1.2 Ground and Excited State Multiplets

The computation of multiplets can be carried out with adf, using the input key SLATERDETERMINANTS.

The method described in [1] for the calculation of the energies of proper spin and spatial symmetry adapted Configuration State Functions is based on the calculation of the energies of single determinantal wavefunctions. The densities corresponding to those Slater determinants are inserted in the approximation used for the exchange-correlation energy.

The procedure as detailed above is somewhat involved. Moreover, one would like to have an easy procedure to calculate many determinants. This is particularly desirable if one wishes to calculate the energies of all Slater determinants of a given configuration, for instance if one wishes to calculate certain averages in view of the inconsistencies of the method.

We have implemented a semi-automatic procedure, using the key SLATERDETERMINANTS.

The general idea of this method is to first perform a restricted calculation in the symmetry that is appropriate for the molecule. This is called the average-of-configuration (AOC) calculation. This AOC calculation generates the orbitals which will be used in all the Slater determinants.

The AOC is the fragment that must be used in all subsequent calculations. The subsequent calculations are characterized by having the AOC as the (only) fragment, and by specifying the keyword SLATERDETERMINANTS. This key is a general key: it may be used as a simple key (it must then have an argument) or as a block type key (no argument, but a data block). If an argument is given this must be a file name. The named file should contain the occupations for the determinants (see below). If no file name is specified the key should be a block key and the occupations should be specified in the data block.

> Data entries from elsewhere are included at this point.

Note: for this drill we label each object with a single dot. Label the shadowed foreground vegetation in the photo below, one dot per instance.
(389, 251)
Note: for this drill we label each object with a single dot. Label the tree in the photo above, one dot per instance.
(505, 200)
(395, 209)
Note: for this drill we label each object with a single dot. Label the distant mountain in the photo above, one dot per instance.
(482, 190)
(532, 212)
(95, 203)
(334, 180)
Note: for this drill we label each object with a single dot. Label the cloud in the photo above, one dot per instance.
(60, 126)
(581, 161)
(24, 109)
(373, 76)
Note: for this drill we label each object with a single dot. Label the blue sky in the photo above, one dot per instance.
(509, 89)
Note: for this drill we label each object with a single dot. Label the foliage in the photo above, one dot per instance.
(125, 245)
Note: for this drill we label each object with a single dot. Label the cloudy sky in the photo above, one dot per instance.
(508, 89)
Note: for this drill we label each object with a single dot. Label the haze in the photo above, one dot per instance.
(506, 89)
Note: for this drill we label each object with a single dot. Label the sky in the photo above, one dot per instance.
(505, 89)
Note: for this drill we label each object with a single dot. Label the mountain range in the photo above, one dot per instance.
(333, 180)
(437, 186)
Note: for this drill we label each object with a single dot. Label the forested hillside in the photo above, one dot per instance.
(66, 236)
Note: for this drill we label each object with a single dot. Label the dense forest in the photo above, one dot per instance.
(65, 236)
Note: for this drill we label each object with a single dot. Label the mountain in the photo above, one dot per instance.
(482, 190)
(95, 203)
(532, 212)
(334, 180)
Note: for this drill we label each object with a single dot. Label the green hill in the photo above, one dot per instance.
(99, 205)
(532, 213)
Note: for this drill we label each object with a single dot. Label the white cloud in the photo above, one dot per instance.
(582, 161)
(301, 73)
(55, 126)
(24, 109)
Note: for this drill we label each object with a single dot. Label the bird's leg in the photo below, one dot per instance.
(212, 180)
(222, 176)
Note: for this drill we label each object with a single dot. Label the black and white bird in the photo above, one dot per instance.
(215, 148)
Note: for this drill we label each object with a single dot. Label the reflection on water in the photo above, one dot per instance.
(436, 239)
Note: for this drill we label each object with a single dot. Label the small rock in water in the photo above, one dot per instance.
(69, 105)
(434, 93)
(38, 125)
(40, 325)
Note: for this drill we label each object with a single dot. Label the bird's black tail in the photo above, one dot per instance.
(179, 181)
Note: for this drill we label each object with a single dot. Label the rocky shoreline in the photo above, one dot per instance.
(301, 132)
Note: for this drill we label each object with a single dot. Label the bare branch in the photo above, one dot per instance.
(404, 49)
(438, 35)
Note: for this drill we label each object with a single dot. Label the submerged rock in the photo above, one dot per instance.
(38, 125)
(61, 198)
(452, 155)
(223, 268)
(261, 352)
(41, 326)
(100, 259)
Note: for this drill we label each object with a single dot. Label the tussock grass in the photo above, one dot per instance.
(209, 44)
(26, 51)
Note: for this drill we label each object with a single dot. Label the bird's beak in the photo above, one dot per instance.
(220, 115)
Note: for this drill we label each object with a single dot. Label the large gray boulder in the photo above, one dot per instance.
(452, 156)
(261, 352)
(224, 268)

The required information, on file or in the data block, is the specification of the determinant or determinants that are to be calculated in the form of orbital occupation numbers for the AOC orbitals, using the irrep labels of the point group of the AOC calculation, see below for format. All specified determinants will be calculated, and the obtained energy will always be the energy difference with respect to the AOC. Default occupations for all subspecies of the AOC fragment are the occupations of the AOC itself. Therefore, only the open (modified) subspecies have to be specified.

One has to be careful with respect to the point group symmetry to use in the SLATERDETERMINANTS calculation. The density belonging to a specific determinant is usually lower than the AOC symmetry (which is the full symmetry group of the system). In that case this lower point group symmetry has to be specified in the SLATERDETERMINANTS calculation. Everything will always work fine if one just does not use any symmetry at all (nosym). However, if for reasons of computational efficiency one does want to use a subgroup of the system that corresponds to the determinant density or densities, this is perfectly possible. However, all the densities of the determinants specified must then have this (or a higher) symmetry. The program does not check on this, it is the user's responsibility to make sure that this condition is satisfied for all the determinants. The only check that is performed is that occupations of equivalent representations (subspecies of one irrep) in the lower point group of the SLATERDETERMINANTS run, that result from the specified occupations of the subspecies of the AOC symmetry, are equal.